• Sonuç bulunamadı

BÖLÜM I: GİRİŞ

1.1. Okul Öncesi Eğitim

1.1.3. Türkiye’de Okul Öncesi Eğitimin Önemi

Sağlıklı ve istenilen davranışlara sahip çocuklar yetiştirmek için onların gelişim özellikleri ve bu özellikler doğrultusunda ihtiyaçlarının neler olduğu bilinmelidir.

Çocukların özellikleri bilinmeden verilen eğitim, güç olmanın yanında tamamen tesadüflere kaldığı için hata yapılmasına, istemeyerek de olsa çocukların zarar görmesine yol açabilmektedir. Özellikle çocukların, temel eğitimine başlayıncaya kadar geçirdikleri birçok kritik dönemi içine alan ve gelişim hızlarının çok yüksek olduğu okul öncesi dönem, bu bakımdan daha da önem taşımaktadır (Çoban ve Nacar, 2006).

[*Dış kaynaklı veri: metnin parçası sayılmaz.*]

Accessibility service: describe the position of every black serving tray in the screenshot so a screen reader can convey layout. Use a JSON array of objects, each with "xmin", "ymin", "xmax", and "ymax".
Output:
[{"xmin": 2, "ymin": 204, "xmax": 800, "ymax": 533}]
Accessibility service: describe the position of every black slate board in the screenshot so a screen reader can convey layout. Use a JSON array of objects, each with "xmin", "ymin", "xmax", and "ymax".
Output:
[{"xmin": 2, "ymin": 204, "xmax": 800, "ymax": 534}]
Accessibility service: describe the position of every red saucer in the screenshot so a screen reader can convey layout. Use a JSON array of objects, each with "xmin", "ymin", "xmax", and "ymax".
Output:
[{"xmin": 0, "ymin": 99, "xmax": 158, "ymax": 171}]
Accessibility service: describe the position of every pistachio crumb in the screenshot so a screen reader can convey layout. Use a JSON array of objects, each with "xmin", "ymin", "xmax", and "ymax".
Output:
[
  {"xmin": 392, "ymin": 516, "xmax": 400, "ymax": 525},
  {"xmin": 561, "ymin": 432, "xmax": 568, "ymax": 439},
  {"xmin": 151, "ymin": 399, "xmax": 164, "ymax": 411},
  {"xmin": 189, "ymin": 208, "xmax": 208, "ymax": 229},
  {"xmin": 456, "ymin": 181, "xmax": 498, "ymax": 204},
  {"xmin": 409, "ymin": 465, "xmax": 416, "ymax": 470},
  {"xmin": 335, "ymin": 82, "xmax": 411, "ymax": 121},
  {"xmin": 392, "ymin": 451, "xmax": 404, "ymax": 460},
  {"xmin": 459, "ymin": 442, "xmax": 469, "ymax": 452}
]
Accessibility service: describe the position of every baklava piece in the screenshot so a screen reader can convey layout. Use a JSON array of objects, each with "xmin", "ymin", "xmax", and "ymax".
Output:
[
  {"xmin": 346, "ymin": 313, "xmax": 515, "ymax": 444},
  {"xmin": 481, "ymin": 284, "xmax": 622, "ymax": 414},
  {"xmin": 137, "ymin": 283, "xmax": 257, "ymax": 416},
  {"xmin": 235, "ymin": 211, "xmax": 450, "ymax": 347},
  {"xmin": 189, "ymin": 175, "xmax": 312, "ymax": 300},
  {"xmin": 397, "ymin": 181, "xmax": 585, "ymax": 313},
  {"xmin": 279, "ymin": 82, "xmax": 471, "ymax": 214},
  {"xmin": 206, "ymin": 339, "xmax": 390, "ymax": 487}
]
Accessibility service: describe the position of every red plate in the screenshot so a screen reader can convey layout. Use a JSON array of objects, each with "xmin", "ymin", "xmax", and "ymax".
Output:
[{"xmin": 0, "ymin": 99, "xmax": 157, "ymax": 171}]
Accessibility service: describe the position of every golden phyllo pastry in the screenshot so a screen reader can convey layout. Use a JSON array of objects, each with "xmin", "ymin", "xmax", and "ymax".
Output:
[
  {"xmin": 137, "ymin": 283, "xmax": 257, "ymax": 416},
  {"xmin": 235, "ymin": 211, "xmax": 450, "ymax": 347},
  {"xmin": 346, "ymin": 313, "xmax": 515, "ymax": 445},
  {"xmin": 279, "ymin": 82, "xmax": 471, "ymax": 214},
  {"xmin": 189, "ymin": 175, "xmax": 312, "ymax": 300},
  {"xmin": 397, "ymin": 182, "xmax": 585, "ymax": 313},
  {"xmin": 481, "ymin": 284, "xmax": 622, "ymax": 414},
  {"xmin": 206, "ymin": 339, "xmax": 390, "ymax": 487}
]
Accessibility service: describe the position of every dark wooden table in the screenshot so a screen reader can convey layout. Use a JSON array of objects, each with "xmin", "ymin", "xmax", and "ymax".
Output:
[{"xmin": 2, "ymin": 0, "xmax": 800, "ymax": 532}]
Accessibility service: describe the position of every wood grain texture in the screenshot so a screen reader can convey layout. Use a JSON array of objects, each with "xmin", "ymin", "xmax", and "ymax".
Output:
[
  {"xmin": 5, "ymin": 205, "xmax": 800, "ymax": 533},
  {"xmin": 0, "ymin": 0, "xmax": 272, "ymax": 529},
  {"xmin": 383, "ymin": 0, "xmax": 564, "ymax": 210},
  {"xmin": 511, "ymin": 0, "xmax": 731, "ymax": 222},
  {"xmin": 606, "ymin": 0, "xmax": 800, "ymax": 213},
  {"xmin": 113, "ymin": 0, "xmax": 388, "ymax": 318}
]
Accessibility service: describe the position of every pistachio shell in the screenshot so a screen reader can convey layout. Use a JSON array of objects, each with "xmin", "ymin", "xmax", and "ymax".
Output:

Öğrenmenin doğumla başladığı ve erken yaşlardaki öğrenmenin sonraki yaşlardaki öğrenmeye temel oluşturduğu bilinmektedir. Bu nedenle temel eğitimin de doğumla başlaması gerektiği düşünülmektedir. Beyinle ilgili yapılan araştırmalar doğuma kadar en az olgunlaşmış organın beyin olduğunu; yaşamın ilk yılında hızlı bir şekilde büyümeye ve gelişmeye devam ettiğini göstermiştir (Güleryüz, 2001).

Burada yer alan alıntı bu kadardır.